Mafiaaktion enthüllt CIA-Geheimakten bestätigen US-Mordplan gegen Castro

Der US-Geheimdienst öffnet seinen Giftschrank - und heraus schwappt Niederträchtiges: Heikle Dokumente beweisen nun, welch illegaler Methoden sich CIA-Agenten im Kalten Krieg bedienten. Auch ein Mafia-Mordplan gegen Fidel Castro wird belegt.

Washington - "Family jewels" heißen die brisanten Akten im ironischen Geheimdienst-Sprech der Central Intelligence Agency (CIA). Und wie besonders kostbare Schmuckstücke wurden die staubigen Unterlagen lange Zeit auch behandelt. Man verwahrte sie an einem ebenso sicheren wie geheimen Ort. Jetzt allerdings hat sich die neue CIA-Führung um Direktor Michael Hayden dazu entschieden, mit der lang gehegten Tradition des Schweigens zu brechen. Heute wurden Hunderte brisante Seiten veröffentlicht.

Die Dokumente belegen unter anderem Pläne des US-Geheimdienstes aus den sechziger Jahren, den kubanischen Regierungschef Fidel Castro zu ermorden. Das Attentat, mit dessen Ausführung man die Mafia beauftragen wollte, sollte wie ein Gangster-Überfall aussehen.

Den Unterlagen zufolge versuchte die CIA, den mutmaßlichen Mafioso Johnny Roselli für einen Anschlag zu gewinnen. Dazu traf sich der CIA-Agent Richard Bissell im August 1960 mit einem hochrangigen Beamten aus dem Handelsministerium. Der Spion wollte herausfinden, ob sein Gesprächspartner "über Aktivposten verfügt, die in einer delikaten, Gangster-typischen Mission helfen könnten" - so steht es in den Unterlagen. "Ziel der Mission war Fidel Castro."

Die brisanten Akten belegen unter anderem auch Drogenexperimente des Geheimdienstes an nichtsahnenden US-Bürgern - und illegale Abhöraktionen gegen Journalisten, Gewerkschafter und Politiker im Inland.

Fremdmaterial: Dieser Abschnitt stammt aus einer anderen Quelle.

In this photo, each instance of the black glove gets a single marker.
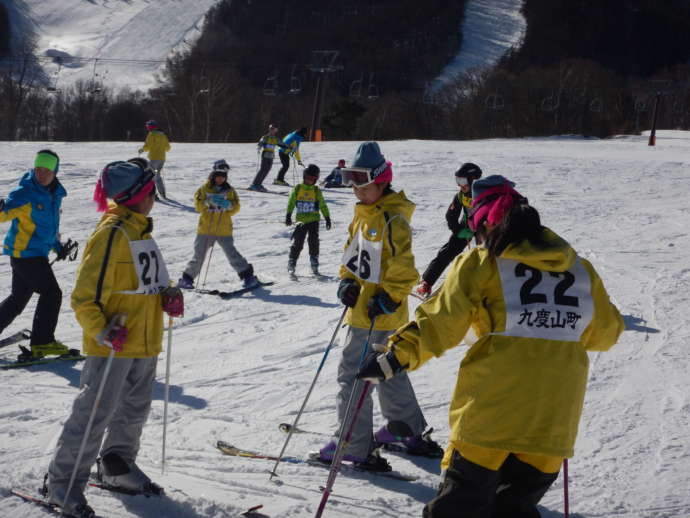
(348, 292)
(379, 367)
(381, 304)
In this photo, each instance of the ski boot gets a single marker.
(185, 282)
(118, 474)
(421, 445)
(422, 290)
(53, 348)
(314, 261)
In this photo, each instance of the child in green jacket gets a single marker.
(308, 200)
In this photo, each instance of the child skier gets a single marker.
(535, 308)
(290, 148)
(307, 198)
(217, 202)
(119, 298)
(267, 146)
(377, 275)
(34, 210)
(157, 145)
(335, 179)
(456, 216)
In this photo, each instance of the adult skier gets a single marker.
(377, 275)
(290, 148)
(157, 145)
(34, 207)
(217, 202)
(308, 199)
(456, 217)
(119, 298)
(266, 147)
(534, 308)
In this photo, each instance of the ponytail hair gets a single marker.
(521, 223)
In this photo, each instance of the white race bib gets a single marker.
(363, 258)
(150, 267)
(548, 305)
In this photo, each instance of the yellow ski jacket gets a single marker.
(156, 144)
(534, 314)
(106, 270)
(216, 221)
(378, 255)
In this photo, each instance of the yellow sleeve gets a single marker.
(234, 201)
(398, 274)
(95, 280)
(199, 199)
(607, 323)
(441, 322)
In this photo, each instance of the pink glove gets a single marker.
(116, 337)
(173, 302)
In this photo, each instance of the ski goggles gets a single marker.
(361, 176)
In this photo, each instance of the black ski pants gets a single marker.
(472, 491)
(33, 275)
(443, 258)
(266, 164)
(285, 165)
(298, 235)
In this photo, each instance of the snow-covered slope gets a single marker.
(489, 29)
(240, 367)
(122, 34)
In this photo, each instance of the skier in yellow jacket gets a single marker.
(217, 202)
(157, 145)
(377, 273)
(533, 308)
(119, 298)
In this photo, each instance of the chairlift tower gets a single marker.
(322, 63)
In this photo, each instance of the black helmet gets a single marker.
(311, 170)
(470, 171)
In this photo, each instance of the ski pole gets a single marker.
(566, 505)
(120, 319)
(343, 440)
(167, 392)
(304, 403)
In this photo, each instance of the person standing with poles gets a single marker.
(119, 298)
(267, 146)
(456, 217)
(34, 207)
(157, 145)
(377, 275)
(535, 308)
(217, 202)
(289, 149)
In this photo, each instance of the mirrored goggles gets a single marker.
(357, 176)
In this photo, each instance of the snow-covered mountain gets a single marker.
(240, 367)
(125, 42)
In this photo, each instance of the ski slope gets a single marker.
(240, 367)
(112, 33)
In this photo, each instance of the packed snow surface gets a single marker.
(240, 367)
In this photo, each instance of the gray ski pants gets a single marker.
(123, 411)
(203, 242)
(396, 395)
(157, 166)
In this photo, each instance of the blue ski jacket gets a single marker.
(35, 214)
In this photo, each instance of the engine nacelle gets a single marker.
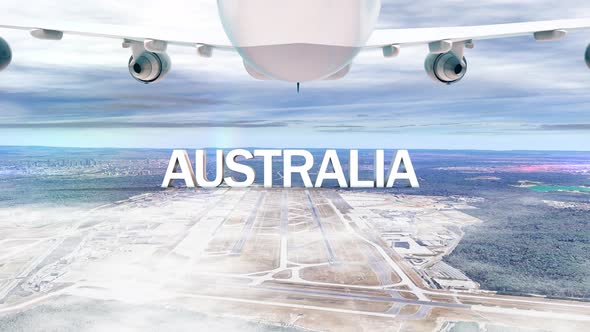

Der Großteil stammt aus den Erinnerungen früherer Agenten. Diese hatten 1973 verschiedenen Untersuchungsausschüssen Rechenschaft ablegen müssen. Aus der jahrelangen Arbeit der Kommissionen entstanden schließlich neue Vorgaben für die CIA, andere Geheimdienste und die Bundespolizei FBI.

Tief in den Watergate-Skandal verstrickt

Die Unterlagen waren ein Produkt der Watergate-Affäre. Der damalige CIA-Direktor James Schlesinger reagierte ausgesprochen verärgert, als er seinerzeit in den Zeitungen lesen musste, dass die CIA ihren Ex-Agenten E. Howard Hunt und James McCord Unterstützung gewährt hatte. Das Duo war tief in den Watergate-Skandal verstrickt, der schließlich zum Rücktritt des Präsidenten Richard Nixon führte.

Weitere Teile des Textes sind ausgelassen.